Madrid también es 'Biutiful'
Pegados a las paredes de la plaza Mayor se levantan estos meses de otoño huérfano unas vergonzantes urbanizaciones de cartón ordenadas en fila junto a las oficinas del Ayuntamiento. Dentro, en centímetros cuadrados de dignidad arrugada y sujeta por cuerdas, duermen mendigos, familias, desheredados a expensas del frío, ajenos a las luces y los adornos navideños. A la misma hora que ellos descansan atados a sus mantas y a los pocos enseres que les quedan, un batallón de hambrientos hace cola entre los cubos de basura de los supermercados para recoger deshechos y productos caducados con que dar de comer a los suyos.
Por las cloacas de esta ciudad más indigente que hace tres años, más pobre, más desconcertada, trabajan multitud de esclavos a los que nadie sabe dar nombre. Duermen apiñados junto a los talleres de los polígonos donde se mezclan sus colores formando un crisol mestizo de rostros y pieles negras, amarillas, pálidas y de color café. Una identidad difusa, superviviente y calada hasta los huesos.
Es el mundo que el mexicano Alejandro González Iñárritu ha descrito en su última película. Lo ha hecho en Barcelona. Pero perfectamente lo podría haber rodado en Madrid. Esta ciudad también es Biutiful. Un símbolo de la era global, donde, como cacarean muchos, todo es diferente. Cierto. Todo, absolutamente todo, menos la miseria, que no cambia.
Iñárritu nos la muestra. Este autor, este poeta ha vuelto a parir una obra bella, compleja, cruda y emocionante.
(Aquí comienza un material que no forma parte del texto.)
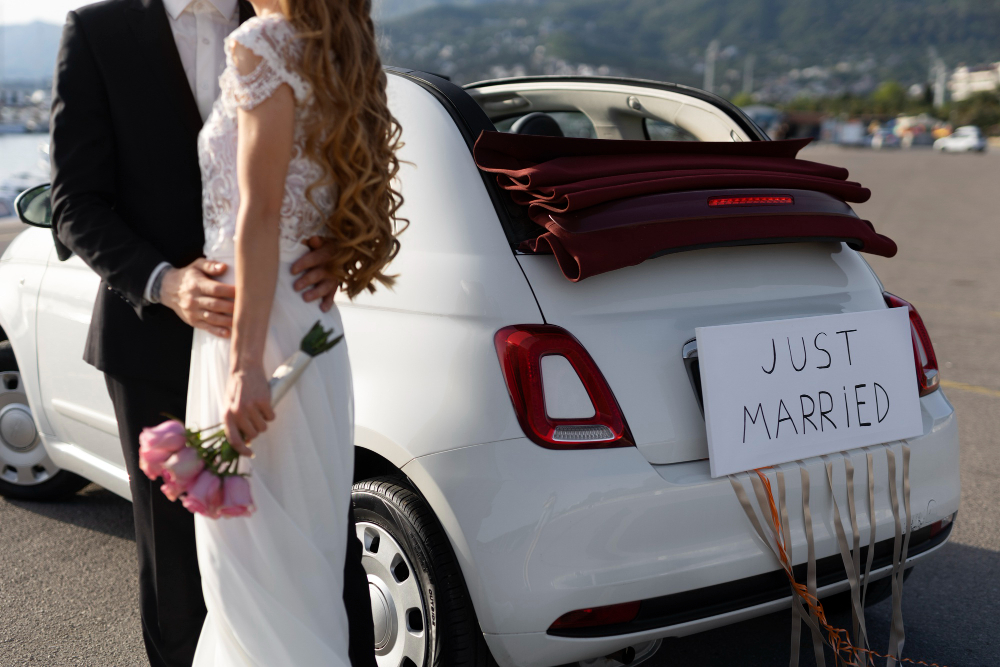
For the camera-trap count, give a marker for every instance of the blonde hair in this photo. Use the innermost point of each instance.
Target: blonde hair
(352, 135)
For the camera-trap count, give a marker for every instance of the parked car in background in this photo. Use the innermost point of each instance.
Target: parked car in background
(537, 531)
(966, 139)
(885, 139)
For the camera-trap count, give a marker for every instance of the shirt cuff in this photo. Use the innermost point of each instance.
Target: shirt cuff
(147, 295)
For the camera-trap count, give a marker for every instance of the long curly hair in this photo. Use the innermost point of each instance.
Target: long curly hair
(352, 136)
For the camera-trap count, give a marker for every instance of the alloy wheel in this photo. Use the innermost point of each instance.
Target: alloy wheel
(23, 460)
(398, 610)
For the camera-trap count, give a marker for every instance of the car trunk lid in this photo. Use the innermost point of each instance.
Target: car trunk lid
(638, 322)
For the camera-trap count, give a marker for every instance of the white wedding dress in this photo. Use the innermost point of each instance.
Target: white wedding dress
(273, 582)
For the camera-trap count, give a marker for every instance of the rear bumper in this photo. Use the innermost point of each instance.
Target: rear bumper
(539, 533)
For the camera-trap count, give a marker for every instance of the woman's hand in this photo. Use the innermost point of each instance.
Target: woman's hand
(248, 410)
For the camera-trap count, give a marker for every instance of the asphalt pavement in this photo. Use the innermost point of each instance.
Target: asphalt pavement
(67, 569)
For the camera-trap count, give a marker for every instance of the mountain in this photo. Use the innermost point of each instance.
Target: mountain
(799, 47)
(385, 10)
(29, 51)
(811, 46)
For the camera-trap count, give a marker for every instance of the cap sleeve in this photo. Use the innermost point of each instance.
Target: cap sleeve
(272, 39)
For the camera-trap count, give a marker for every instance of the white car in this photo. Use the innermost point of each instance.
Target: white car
(966, 139)
(485, 540)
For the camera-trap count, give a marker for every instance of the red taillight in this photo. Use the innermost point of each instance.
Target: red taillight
(775, 200)
(923, 351)
(520, 349)
(596, 616)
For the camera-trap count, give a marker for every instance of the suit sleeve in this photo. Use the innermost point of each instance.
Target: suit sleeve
(83, 174)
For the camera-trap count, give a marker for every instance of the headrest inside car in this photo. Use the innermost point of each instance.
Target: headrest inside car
(537, 124)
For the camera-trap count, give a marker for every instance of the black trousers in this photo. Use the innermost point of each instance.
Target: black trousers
(170, 599)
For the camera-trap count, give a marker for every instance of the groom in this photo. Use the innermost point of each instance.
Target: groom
(135, 80)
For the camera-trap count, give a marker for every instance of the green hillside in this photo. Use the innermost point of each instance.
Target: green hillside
(822, 46)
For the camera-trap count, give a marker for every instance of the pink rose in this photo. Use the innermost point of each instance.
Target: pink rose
(205, 495)
(236, 498)
(180, 471)
(185, 465)
(170, 488)
(157, 444)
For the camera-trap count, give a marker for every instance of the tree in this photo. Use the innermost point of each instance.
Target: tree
(889, 98)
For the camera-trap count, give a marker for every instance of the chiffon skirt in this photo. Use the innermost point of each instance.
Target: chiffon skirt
(273, 582)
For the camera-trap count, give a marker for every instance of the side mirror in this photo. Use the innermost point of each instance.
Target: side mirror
(34, 206)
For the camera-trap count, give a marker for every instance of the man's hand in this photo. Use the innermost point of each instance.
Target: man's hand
(198, 299)
(317, 278)
(248, 408)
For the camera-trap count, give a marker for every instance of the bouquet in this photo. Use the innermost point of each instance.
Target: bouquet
(200, 467)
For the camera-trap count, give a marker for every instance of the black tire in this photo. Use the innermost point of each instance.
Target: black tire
(63, 483)
(453, 637)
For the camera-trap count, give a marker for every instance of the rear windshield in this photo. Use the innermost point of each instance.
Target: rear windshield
(572, 123)
(661, 130)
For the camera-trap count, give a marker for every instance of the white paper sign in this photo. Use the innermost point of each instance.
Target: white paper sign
(790, 389)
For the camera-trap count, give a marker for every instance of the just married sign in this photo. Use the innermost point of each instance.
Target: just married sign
(790, 389)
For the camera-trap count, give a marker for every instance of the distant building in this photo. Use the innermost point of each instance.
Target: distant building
(966, 81)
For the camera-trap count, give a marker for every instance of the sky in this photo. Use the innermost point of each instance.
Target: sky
(13, 12)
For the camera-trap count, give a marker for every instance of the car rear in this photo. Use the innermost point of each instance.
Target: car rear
(601, 528)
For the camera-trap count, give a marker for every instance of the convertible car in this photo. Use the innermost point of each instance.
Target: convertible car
(532, 532)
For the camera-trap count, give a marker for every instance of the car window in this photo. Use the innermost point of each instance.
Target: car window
(659, 130)
(573, 124)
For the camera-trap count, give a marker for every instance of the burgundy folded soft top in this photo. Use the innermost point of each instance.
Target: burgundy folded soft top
(610, 204)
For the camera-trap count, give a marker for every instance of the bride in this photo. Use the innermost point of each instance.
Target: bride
(300, 143)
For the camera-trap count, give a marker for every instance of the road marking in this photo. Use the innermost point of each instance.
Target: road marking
(975, 389)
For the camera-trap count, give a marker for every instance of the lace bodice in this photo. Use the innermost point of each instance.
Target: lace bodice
(272, 39)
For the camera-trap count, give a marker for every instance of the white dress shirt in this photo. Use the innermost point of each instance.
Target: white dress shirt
(200, 28)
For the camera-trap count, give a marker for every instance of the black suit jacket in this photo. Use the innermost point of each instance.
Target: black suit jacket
(126, 186)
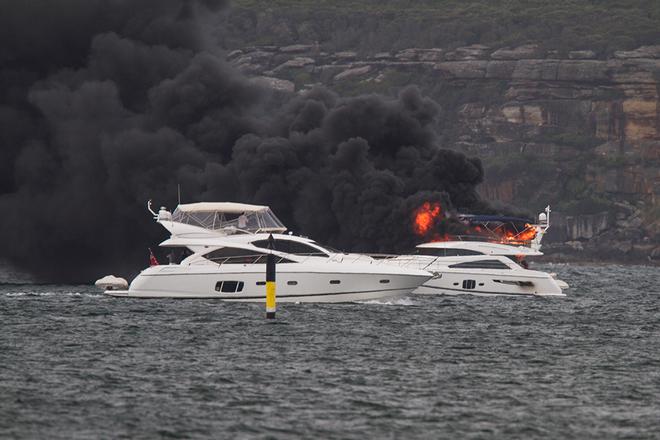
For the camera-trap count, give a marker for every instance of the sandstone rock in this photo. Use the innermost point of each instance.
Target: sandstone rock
(634, 71)
(655, 254)
(295, 63)
(346, 55)
(383, 56)
(473, 52)
(430, 55)
(582, 55)
(536, 70)
(582, 70)
(416, 54)
(254, 57)
(524, 114)
(586, 226)
(463, 69)
(233, 54)
(642, 52)
(500, 69)
(297, 48)
(282, 85)
(527, 51)
(575, 245)
(350, 73)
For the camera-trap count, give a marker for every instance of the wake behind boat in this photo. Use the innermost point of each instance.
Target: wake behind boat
(229, 242)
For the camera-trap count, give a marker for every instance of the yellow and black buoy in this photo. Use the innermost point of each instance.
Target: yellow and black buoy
(271, 306)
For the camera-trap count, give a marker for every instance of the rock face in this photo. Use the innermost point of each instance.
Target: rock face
(580, 133)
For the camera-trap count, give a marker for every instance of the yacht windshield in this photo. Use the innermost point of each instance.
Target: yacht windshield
(291, 247)
(251, 221)
(229, 255)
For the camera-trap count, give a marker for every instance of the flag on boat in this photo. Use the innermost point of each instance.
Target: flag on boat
(152, 259)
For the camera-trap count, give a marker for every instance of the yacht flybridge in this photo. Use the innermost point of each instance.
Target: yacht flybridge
(478, 267)
(229, 243)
Su universo y sus estructuras de cine viajante y en movimiento, la dinámica de desesperación nómada de Babel, queda quieta en Biutiful, detenida en una urbe europea y en torno a un personaje central: ese Uxbal misterioso y entregado, piadoso y trapichero que encarna Javier Bardem.
Lo que cuenta Biutiful es un vía crucis contemporáneo. La búsqueda de la dignidad previa a la muerte por las calles oscuras, grises y sin luz mediterránea de Barcelona. Y su camino de redención, tortuoso y plagado de dolor, nos hipnotiza, nos acongoja, nos devasta con sus caídas y sus escasos instantes de felicidad pasajera.
Por él transitan chinos explotados a destajo en talleres donde carcome la humedad, negros traficantes que se lo juegan todo en la calle, policías corruptos, niños desconcertados por una demasiado temprana espada de Damocles... La vida y la muerte. La vida al otro lado de la muerte y la muerte ambulante que acecha por las aceras de la vida. Varias dimensiones son las que se cruzan dentro de la mirada poderosa de Uxbal y todas nos las cuenta Bardem con la fuerza proverbial de su rostro.
Cuando apareció hace 10 años en Cannes Amores perros, este que lo firma comprobó que Buñuel seguía vivo. Iñárritu conmocionó aquel festival fuera de concurso y desde entonces no ha cedido ni ha hecho concesiones a nada. Le han cortejado en Hollywood. Se ha peleado con quien compartía la autoría de sus tres películas anteriores -el guionista Guillermo Arriaga-, pero no ha abandonado su compromiso con las angustias contemporáneas, con el mundo que le ha tocado vivir.
Retrata nuestras obsesiones, nuestra desnudez, nuestra miseria y nuestro miedo a escala global: por las calles de Tokio, en las azoteas de México DF, entre los desiertos que explotan la inmigración a costa de vidas truncadas en la frontera del norte, por el Raval, en la pedregosa intemperie del Magreb. Pocos, muy pocos conservan hoy un discurso tan coherente, tan rico, tan ambicioso en el cine moderno. Su obra habla todas las lenguas a la vez, fotografía rostros descuartizados por la falta de esperanza, vibra, ríe, llora, muere, vive en otro mundo, al otro lado de la línea y los espejos, más allá, en las fronteras atravesadas con el pasaporte de su cámara, la herramienta que desnuda y plagada de verdades hirientes conmociona el alma castigada y atónita de todos nosotros.